Tracking create_before_destroy in state: it initially seemed like create-before-destroy was a config-only problem, but because of the need to propagate up and down dependency chains it also interacted with "orphaned" resources that were only present in the state, and so needed to be tracked there too.
Destroy transformer no longer needs to repeat most of the graph-building process: due to the previous item and some other similar changes, it was now possible to rely only on the main graph and metadata in the state when calculating the needed destroy edges, leaving this transformer in mostly the same shape as in today's OpenTofu.

Refactoring

For a long time the system supported rebinding existing objects to different resource instance addresses only as a special "out-of-band" operation using the command tofu state mv, which meant that the main language runtime could generally assume that all objects would have a fixed resource instance address throughout an entire plan/apply round.

However, treating address rebinding as an out-of-band meant that it didn't fit in well to the typical OpenTofu workflow: the configuration and state both need to change together for such a change to be effective, but tofu state mv only updates the state and so teams using it would need to either first update their shared configuration (in version control) and then run tofu state mv, or conversely to run tofu state mv and then update the shared configuration to match, in both cases creating a window of time where the configuration and state are inconsistent and so anyone concurrently running a normal plan/apply round could cause the affected objects to be destroyed completely.

To help address that, today's OpenTofu includes language features for "refactoring" which work, in essence, by asking authors to describe configuration changes that would require state updates as part of the configuration, and then OpenTofu uses that extra information to propose to update the state to match during the next plan/apply round.

The language runtime fundamentally assumes that all objects have fixed resource instance addresses throughout a plan/apply round though, so in practice those features were implemented as a special extra preprocessing step that makes changes to the state before the plan graph construction begins. That preprocessing step needs to take into account dependencies itself, and so it ends up needing to deal with several concerns that the language runtime also shares but yet very little code can be shared between the two.

Additionally, resource instance addresses include a dynamic instance key part but yet the preprocessing step to handle the moves cannot know which instance keys each resource has in the desired state, because the desired state hasn't been created yet. Therefore the system has a counter-intuitive design where the preprocessing step optimistically assumes that the instance keys in source addresses are valid, and then retroactively checks if they were only after the planning phase has completed.

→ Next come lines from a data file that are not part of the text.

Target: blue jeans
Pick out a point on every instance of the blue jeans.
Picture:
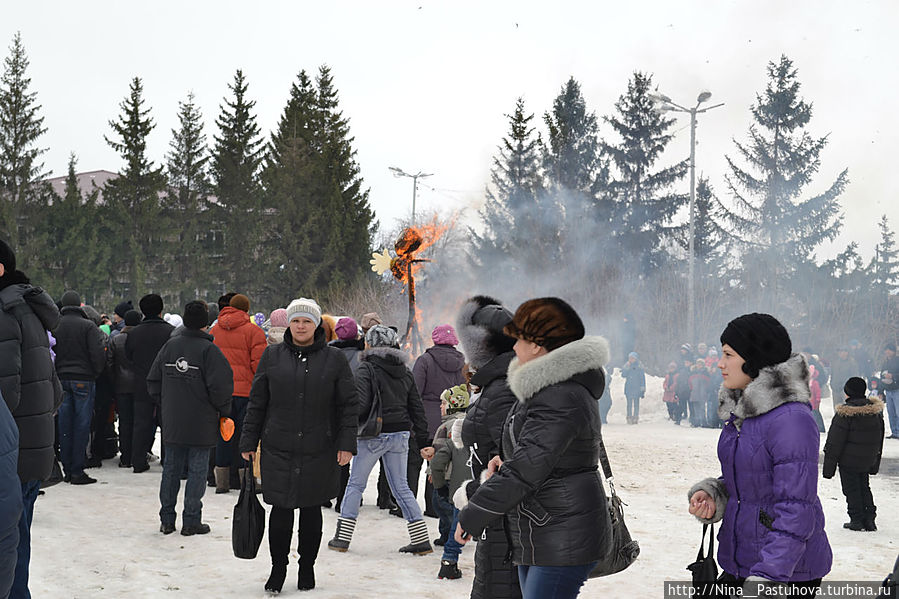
(892, 401)
(75, 414)
(197, 461)
(552, 582)
(392, 449)
(23, 552)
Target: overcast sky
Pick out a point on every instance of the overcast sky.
(427, 85)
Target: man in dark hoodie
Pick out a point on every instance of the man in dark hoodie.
(192, 381)
(80, 359)
(141, 347)
(30, 389)
(439, 368)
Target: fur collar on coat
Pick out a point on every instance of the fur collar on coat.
(526, 380)
(773, 387)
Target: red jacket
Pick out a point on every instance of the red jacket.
(242, 342)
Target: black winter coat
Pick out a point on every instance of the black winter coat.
(855, 439)
(80, 346)
(28, 380)
(192, 381)
(303, 409)
(549, 485)
(143, 343)
(401, 407)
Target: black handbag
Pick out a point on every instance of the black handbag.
(704, 569)
(624, 549)
(248, 520)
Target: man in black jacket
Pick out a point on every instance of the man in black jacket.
(192, 380)
(80, 359)
(141, 347)
(30, 390)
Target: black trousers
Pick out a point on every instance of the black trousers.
(309, 533)
(857, 489)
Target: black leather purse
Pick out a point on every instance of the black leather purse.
(624, 550)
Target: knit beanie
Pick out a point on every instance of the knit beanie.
(759, 339)
(381, 336)
(855, 387)
(304, 308)
(444, 335)
(278, 318)
(70, 298)
(240, 302)
(132, 318)
(196, 315)
(547, 321)
(347, 329)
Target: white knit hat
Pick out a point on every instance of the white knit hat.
(304, 308)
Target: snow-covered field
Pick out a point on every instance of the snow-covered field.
(102, 540)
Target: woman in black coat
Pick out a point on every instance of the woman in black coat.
(303, 409)
(546, 482)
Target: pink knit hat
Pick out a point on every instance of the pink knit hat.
(444, 335)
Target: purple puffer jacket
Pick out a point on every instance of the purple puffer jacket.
(773, 523)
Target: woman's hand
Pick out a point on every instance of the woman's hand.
(461, 536)
(702, 505)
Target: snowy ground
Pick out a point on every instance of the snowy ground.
(102, 540)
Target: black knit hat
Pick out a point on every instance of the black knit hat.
(759, 339)
(855, 387)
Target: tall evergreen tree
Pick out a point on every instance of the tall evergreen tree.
(778, 227)
(644, 199)
(21, 172)
(187, 203)
(236, 160)
(133, 199)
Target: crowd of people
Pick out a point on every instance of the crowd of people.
(504, 409)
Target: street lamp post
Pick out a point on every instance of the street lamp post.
(398, 172)
(666, 104)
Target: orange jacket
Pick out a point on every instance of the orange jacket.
(242, 342)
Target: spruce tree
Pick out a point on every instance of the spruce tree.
(133, 200)
(644, 200)
(236, 160)
(778, 227)
(22, 194)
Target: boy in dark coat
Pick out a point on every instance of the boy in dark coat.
(855, 442)
(193, 381)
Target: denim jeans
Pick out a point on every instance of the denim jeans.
(392, 449)
(23, 552)
(552, 582)
(197, 460)
(75, 414)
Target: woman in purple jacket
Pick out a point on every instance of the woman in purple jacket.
(772, 529)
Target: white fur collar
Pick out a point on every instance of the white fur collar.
(589, 353)
(774, 386)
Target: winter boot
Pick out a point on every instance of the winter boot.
(221, 480)
(449, 570)
(418, 535)
(343, 535)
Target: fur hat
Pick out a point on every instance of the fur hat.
(151, 305)
(759, 339)
(346, 329)
(196, 315)
(381, 336)
(240, 302)
(70, 298)
(444, 334)
(132, 318)
(547, 321)
(304, 308)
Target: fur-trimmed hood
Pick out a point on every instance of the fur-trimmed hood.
(872, 407)
(577, 357)
(773, 387)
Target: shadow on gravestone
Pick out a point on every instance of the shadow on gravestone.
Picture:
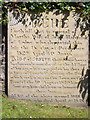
(83, 85)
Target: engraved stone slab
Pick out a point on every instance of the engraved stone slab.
(48, 57)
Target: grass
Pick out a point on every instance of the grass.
(12, 108)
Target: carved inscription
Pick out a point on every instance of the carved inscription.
(46, 57)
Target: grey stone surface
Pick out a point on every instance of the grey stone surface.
(48, 58)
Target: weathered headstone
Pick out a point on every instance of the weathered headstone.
(48, 57)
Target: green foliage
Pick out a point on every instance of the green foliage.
(32, 6)
(25, 109)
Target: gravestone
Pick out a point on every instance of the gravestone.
(48, 57)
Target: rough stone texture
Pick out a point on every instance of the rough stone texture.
(48, 58)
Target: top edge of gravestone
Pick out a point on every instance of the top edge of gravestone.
(45, 1)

These constraints cause the implementation of the refactoring features to be more complicated, and also constrained the refactoring blocks to only supporting static expressions because they must be handled before the main evaluation process can start, and thus before dynamic expressions can be evaluated. That led, for example, to opentofu/opentofu#1475. Although we cannot be certain that dealing with address changes as part of the main execution is sufficient to support more-dynamic situations, it does seem to be necessary.

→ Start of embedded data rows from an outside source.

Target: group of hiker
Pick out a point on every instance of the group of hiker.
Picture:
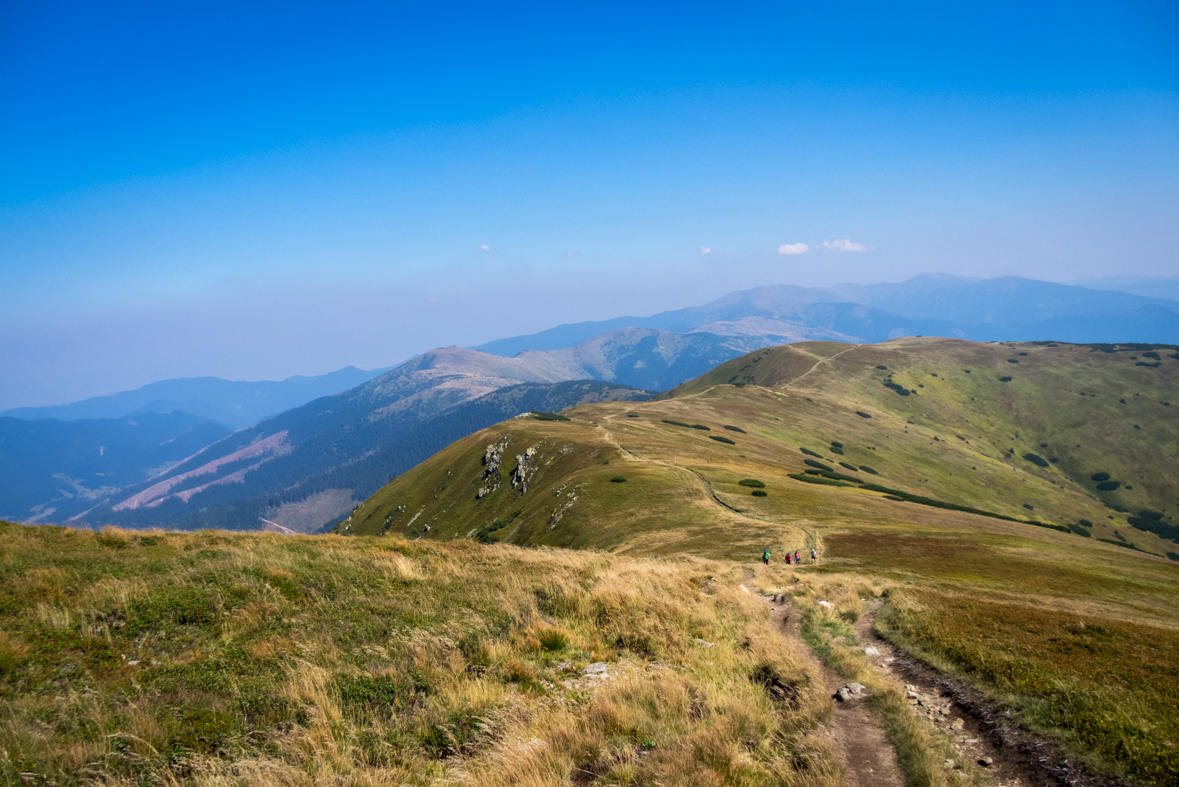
(792, 559)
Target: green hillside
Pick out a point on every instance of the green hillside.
(1025, 448)
(969, 496)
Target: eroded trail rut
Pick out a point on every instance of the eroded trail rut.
(868, 758)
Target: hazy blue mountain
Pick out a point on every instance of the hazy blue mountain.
(53, 469)
(799, 313)
(1152, 286)
(307, 467)
(1007, 301)
(235, 404)
(1008, 308)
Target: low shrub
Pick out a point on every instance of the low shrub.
(817, 480)
(550, 416)
(834, 476)
(954, 507)
(1152, 522)
(485, 536)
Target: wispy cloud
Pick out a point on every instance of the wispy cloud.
(843, 245)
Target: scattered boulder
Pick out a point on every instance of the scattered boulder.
(850, 692)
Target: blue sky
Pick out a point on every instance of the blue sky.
(198, 189)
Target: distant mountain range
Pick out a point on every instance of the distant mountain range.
(307, 467)
(235, 404)
(985, 310)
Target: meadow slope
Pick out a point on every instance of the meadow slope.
(1009, 496)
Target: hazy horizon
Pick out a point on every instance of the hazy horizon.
(203, 190)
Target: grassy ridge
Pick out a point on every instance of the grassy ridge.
(960, 438)
(219, 657)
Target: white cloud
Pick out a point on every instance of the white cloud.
(843, 245)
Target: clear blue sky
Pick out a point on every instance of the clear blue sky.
(198, 189)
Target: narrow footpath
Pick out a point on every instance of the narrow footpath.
(868, 758)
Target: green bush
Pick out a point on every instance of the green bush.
(485, 536)
(834, 476)
(817, 480)
(1152, 522)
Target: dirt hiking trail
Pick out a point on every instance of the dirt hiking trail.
(868, 758)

Historical changes related to this:

What are known performance issues:

Lack of provider bulk actions
Near global state access and modification
Inability to resolve detailed references
- foo[4].thing currently fully resolves all instances of foo and all outputs, not just .thing

What are we proposing?

We are proposing a major design change to OpenTofu's internal architecture, focusing on breaking apart the complexity of the graph operations above.

Operations today re-use a lot of the same concepts and code throughout their execution. In practice, this means that a lot of work needs to be repeated between operations. It is also complicated that the expected result of a given codepath may change dramatically based on the operation, leading to hard to trace bugs.

In short, we have several general purpose structures and concepts that are heavily re-used in ways that are not ideal. Althought code re-use should be a goal we strive for, doing so in to aggressive of a fashion can lead to hard to maintain patterns and brittle designs.

Therefore, we propose to form a stronger conceptual chain between the three classes of operations, Validate, Plan, and Apply. Each operation class would have a clear set of non-overlapping responsibilities that would feed into the next link in the chain.

The main conceptual difference between this model and what exists today is that each operation bases it's execution primarily on the prior operation's output, instead of trying to replicate similar logic that's been twisted for the current operation.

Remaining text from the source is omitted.